Editorial: Bump in the road for health reform but not a detour

Published: Tuesday, Jul. 9, 2013 - 12:00 am | Page 8A

Most people in California and across the nation get health insurance coverage from their employer.

In the United States, 98 percent of firms with 200 or more workers provide health insurance coverage (97 percent in California). Similarly, 94 percent of firms with 50 to 199 workers provide coverage (92 percent in California).

Under the Affordable Care Act, businesses with more than 50 full-time workers that were not offering coverage – primarily restaurant and retail chains and agricultural businesses – were supposed to start offering coverage by January 2014 or face fines of $2,000 to $3,000 per worker. This was to help recoup the cost of publicly subsidized coverage for uninsured workers.

Two days before the July 4 holiday, however, the Obama administration announced that it would delay the large-business requirement by one year, until 2015.

For workers who are currently uninsured, this has no impact at all. They will still be able to get insurance coverage in the state exchange – with enrollment to begin Oct. 1 and coverage to begin Jan. 1 – or through expanded Medi-Cal.

For large employers, however, the one-year delay means no penalties for not insuring workers in 2014. On the upside, this means more time to work out the simplest way for large employers to report the coverage they offer to their workers.

On the downside, the one-year delay means that the public, not the large employer, picks up the cost for workers who get subsidized coverage in the exchange or in Medi-Cal. It also means that large employers that don't offer insurance continue to have an edge over those that do offer insurance.

The Affordable Care Act aims to level the playing field between businesses and prevent cost-shifting to taxpayers, while ensuring that workers of all incomes get coverage.

The real issue is whether the one-year delay will lead large employers to drop coverage. Few analysts expect them to drop coverage of workers in 2014, only to pick it up again in 2015. But those who currently don't offer coverage are likely to continue their policy of non-coverage.

At stake is a principle. Of 210,000 businesses in the United States with more than 50 employees, only 10,000 don't offer coverage. Should they be let off the hook?

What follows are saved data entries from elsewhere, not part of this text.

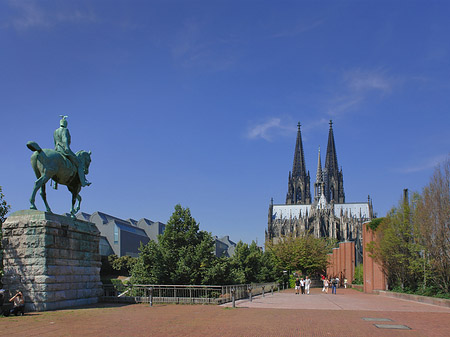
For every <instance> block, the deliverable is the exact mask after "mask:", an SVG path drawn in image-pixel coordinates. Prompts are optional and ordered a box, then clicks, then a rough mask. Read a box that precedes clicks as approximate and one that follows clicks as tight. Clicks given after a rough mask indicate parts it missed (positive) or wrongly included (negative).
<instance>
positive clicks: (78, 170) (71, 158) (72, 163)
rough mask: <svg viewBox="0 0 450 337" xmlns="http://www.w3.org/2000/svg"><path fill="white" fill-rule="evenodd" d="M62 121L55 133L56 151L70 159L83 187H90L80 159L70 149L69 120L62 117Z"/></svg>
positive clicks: (60, 123) (63, 116)
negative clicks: (68, 126)
mask: <svg viewBox="0 0 450 337" xmlns="http://www.w3.org/2000/svg"><path fill="white" fill-rule="evenodd" d="M61 117H62V118H61V120H60V121H59V128H58V129H56V130H55V132H54V133H53V139H54V141H55V150H56V152H59V153H61V154H62V155H63V156H64V157H66V158H67V159H69V160H70V161H71V162H72V164H73V165H74V166H75V167H76V168H77V170H78V176H79V177H80V182H81V186H83V187H84V186H89V185H90V184H91V183H90V182H89V181H87V179H86V176H85V175H84V167H82V165H81V163H80V161H79V160H78V157H77V156H76V155H75V153H73V152H72V150H71V149H70V133H69V129H67V120H66V118H67V117H68V116H63V115H61Z"/></svg>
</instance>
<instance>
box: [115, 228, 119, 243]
mask: <svg viewBox="0 0 450 337" xmlns="http://www.w3.org/2000/svg"><path fill="white" fill-rule="evenodd" d="M114 243H115V244H118V243H119V227H117V225H114Z"/></svg>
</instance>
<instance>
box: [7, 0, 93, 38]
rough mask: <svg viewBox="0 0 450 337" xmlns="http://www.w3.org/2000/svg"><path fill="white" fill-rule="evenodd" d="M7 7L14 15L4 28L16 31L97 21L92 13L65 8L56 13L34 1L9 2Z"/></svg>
mask: <svg viewBox="0 0 450 337" xmlns="http://www.w3.org/2000/svg"><path fill="white" fill-rule="evenodd" d="M9 6H10V7H11V8H12V9H14V10H15V15H14V16H12V17H11V19H10V20H9V21H7V22H5V23H4V26H6V27H13V28H14V29H16V30H20V31H23V30H27V29H31V28H36V27H41V28H48V27H52V26H54V25H56V24H60V23H67V22H68V23H78V22H95V21H96V20H97V18H96V16H95V14H94V13H93V12H92V11H82V10H79V9H73V8H66V9H64V10H62V9H59V10H57V11H55V10H50V9H46V8H44V7H43V6H42V5H41V3H39V2H38V1H34V0H21V1H13V0H10V1H9Z"/></svg>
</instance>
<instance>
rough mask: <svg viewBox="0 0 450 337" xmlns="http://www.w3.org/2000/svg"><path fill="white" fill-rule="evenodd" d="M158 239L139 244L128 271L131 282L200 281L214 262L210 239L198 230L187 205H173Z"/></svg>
mask: <svg viewBox="0 0 450 337" xmlns="http://www.w3.org/2000/svg"><path fill="white" fill-rule="evenodd" d="M158 240H159V242H158V243H156V242H153V241H150V242H149V243H148V244H147V245H145V246H141V248H140V251H141V253H140V254H139V258H138V260H137V262H136V264H135V266H134V268H133V271H132V281H133V283H142V284H204V282H205V280H207V279H208V278H211V274H210V273H209V274H208V273H207V270H208V269H209V268H210V267H211V266H213V264H214V259H215V257H214V240H213V238H212V236H211V234H209V233H208V232H205V231H200V230H199V225H198V224H197V222H196V221H195V219H194V218H193V217H192V216H191V213H190V210H189V208H182V207H181V206H180V205H176V206H175V211H174V212H173V214H172V216H171V218H170V219H169V221H168V222H167V225H166V228H165V230H164V233H163V234H162V235H160V236H159V239H158Z"/></svg>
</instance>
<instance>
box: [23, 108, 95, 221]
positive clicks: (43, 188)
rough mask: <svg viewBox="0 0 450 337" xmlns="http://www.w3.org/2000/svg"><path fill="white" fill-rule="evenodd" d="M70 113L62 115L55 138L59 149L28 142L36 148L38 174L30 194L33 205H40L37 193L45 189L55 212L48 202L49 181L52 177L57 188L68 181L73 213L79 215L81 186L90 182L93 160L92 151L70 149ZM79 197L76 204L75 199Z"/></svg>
mask: <svg viewBox="0 0 450 337" xmlns="http://www.w3.org/2000/svg"><path fill="white" fill-rule="evenodd" d="M66 118H67V116H61V120H60V122H59V125H60V127H59V128H58V129H56V130H55V132H54V134H53V139H54V142H55V149H54V150H52V149H41V147H40V146H39V145H38V144H37V143H36V142H28V143H27V147H28V148H29V149H30V150H31V151H33V154H32V155H31V166H32V167H33V170H34V173H35V174H36V177H37V178H38V179H37V180H36V182H35V183H34V189H33V193H32V194H31V198H30V209H37V208H36V205H35V204H34V202H35V199H36V193H37V191H38V190H39V189H41V197H42V200H43V201H44V204H45V207H46V208H47V212H50V213H51V212H52V211H51V209H50V206H49V205H48V202H47V195H46V193H45V184H46V183H47V181H49V180H50V179H52V180H53V181H54V183H55V185H54V187H55V189H56V188H57V186H58V184H61V185H66V186H67V188H68V189H69V191H70V192H71V193H72V209H71V210H70V214H71V217H72V218H75V214H76V213H77V212H78V211H79V210H80V204H81V196H80V194H79V193H80V191H81V187H84V186H89V185H90V184H91V183H90V182H89V181H87V179H86V174H88V173H89V165H90V164H91V151H89V152H86V151H78V152H77V153H76V154H75V153H73V152H72V150H71V149H70V141H71V138H70V133H69V129H67V119H66ZM76 201H78V203H77V206H76V207H75V202H76Z"/></svg>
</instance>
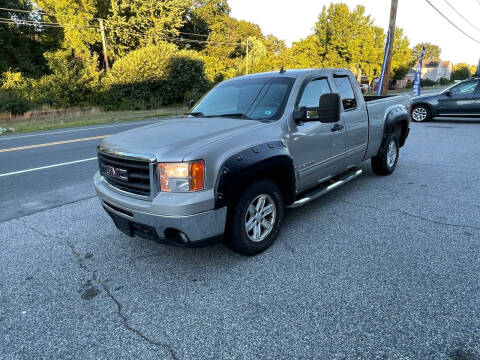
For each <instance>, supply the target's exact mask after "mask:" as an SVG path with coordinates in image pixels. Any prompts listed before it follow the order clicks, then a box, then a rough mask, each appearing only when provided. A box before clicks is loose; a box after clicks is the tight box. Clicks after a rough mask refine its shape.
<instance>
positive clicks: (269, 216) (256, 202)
mask: <svg viewBox="0 0 480 360" xmlns="http://www.w3.org/2000/svg"><path fill="white" fill-rule="evenodd" d="M283 215H284V202H283V196H282V192H281V191H280V189H279V188H278V186H277V185H276V184H275V183H274V182H273V181H271V180H260V181H258V182H255V183H253V184H252V185H250V186H248V187H247V188H246V189H245V190H244V191H243V193H242V194H241V195H240V196H239V197H238V199H237V200H236V201H235V203H234V204H232V206H231V208H230V209H229V219H228V225H227V232H226V242H227V246H228V247H229V248H230V249H232V250H233V251H235V252H237V253H239V254H242V255H256V254H259V253H261V252H262V251H265V250H266V249H267V248H268V247H270V245H272V244H273V242H274V241H275V239H276V237H277V235H278V231H279V229H280V225H281V222H282V220H283Z"/></svg>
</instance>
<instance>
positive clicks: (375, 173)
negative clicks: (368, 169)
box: [371, 132, 400, 175]
mask: <svg viewBox="0 0 480 360" xmlns="http://www.w3.org/2000/svg"><path fill="white" fill-rule="evenodd" d="M386 144H387V145H386V147H385V151H382V153H381V154H379V155H377V156H375V157H373V158H372V160H371V162H372V169H373V172H374V173H375V174H377V175H390V174H391V173H393V171H394V170H395V168H396V167H397V163H398V157H399V155H400V147H399V142H398V134H397V133H396V132H392V133H390V135H389V136H388V138H387V143H386Z"/></svg>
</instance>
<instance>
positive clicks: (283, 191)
mask: <svg viewBox="0 0 480 360" xmlns="http://www.w3.org/2000/svg"><path fill="white" fill-rule="evenodd" d="M258 177H262V178H270V179H272V180H274V181H275V182H276V183H277V184H278V185H279V187H280V188H281V190H282V193H283V195H284V198H285V204H290V203H292V202H293V201H294V198H295V170H294V166H293V160H292V158H291V156H290V154H289V152H288V149H287V147H286V146H285V145H284V143H283V142H282V141H272V142H268V143H264V144H260V145H257V146H253V147H250V148H248V149H245V150H243V151H241V152H239V153H237V154H235V155H233V156H231V157H229V158H228V159H227V160H225V161H224V163H223V164H222V166H221V167H220V172H219V175H218V177H217V181H216V185H215V208H216V209H219V208H222V207H225V206H227V205H228V204H229V203H230V201H231V199H232V198H233V197H234V196H235V195H236V194H237V190H238V189H239V188H241V187H242V186H243V185H245V184H246V183H248V182H251V181H252V180H254V179H255V178H258Z"/></svg>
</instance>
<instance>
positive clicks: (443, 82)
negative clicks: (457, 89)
mask: <svg viewBox="0 0 480 360" xmlns="http://www.w3.org/2000/svg"><path fill="white" fill-rule="evenodd" d="M451 83H452V82H451V81H450V79H447V78H440V81H439V84H440V85H449V84H451Z"/></svg>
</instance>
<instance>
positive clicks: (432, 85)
mask: <svg viewBox="0 0 480 360" xmlns="http://www.w3.org/2000/svg"><path fill="white" fill-rule="evenodd" d="M436 84H437V83H436V82H435V81H433V80H430V79H423V80H420V86H422V87H423V86H433V85H436Z"/></svg>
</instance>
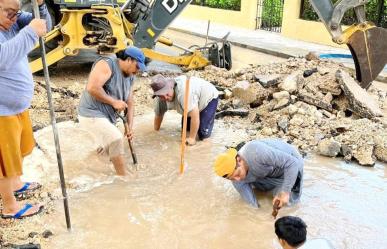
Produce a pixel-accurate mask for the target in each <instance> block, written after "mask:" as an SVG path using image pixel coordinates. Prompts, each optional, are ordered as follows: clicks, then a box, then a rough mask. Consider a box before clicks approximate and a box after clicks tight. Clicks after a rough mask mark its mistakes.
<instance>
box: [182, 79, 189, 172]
mask: <svg viewBox="0 0 387 249" xmlns="http://www.w3.org/2000/svg"><path fill="white" fill-rule="evenodd" d="M188 97H189V76H187V80H186V81H185V93H184V112H183V132H182V133H181V147H180V149H181V151H180V174H183V173H184V151H185V139H186V137H187V120H188Z"/></svg>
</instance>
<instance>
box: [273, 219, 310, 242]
mask: <svg viewBox="0 0 387 249" xmlns="http://www.w3.org/2000/svg"><path fill="white" fill-rule="evenodd" d="M274 226H275V234H276V235H277V236H278V238H279V239H283V240H285V241H286V242H287V243H288V244H289V245H290V246H293V247H299V246H301V245H302V244H303V243H304V242H305V241H306V233H307V232H306V227H307V226H306V224H305V222H304V221H303V220H302V219H300V218H298V217H295V216H284V217H281V218H279V219H278V220H277V221H276V222H275V224H274Z"/></svg>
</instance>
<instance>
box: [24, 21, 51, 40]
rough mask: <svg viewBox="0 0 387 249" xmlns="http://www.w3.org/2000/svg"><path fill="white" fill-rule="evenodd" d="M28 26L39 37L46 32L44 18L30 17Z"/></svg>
mask: <svg viewBox="0 0 387 249" xmlns="http://www.w3.org/2000/svg"><path fill="white" fill-rule="evenodd" d="M28 26H30V27H31V28H32V29H33V30H34V31H35V33H36V34H37V35H38V36H39V37H42V36H44V35H45V34H46V33H47V27H46V20H44V19H36V18H35V19H32V21H31V22H30V24H29V25H28Z"/></svg>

On the other hand, many observers believe that, over the long run, we'd be better off with a system in which people could buy insurance on their own – with a menu of choices in the state exchange and continuing coverage as they change jobs – rather than obtaining insurance through an employer.

That conversation should begin in 2014, as we see how many people buy insurance in the exchange and whether they are happy with it. A one-year delay on the large-business requirement is a bump in the road, not a detour down a wrong path.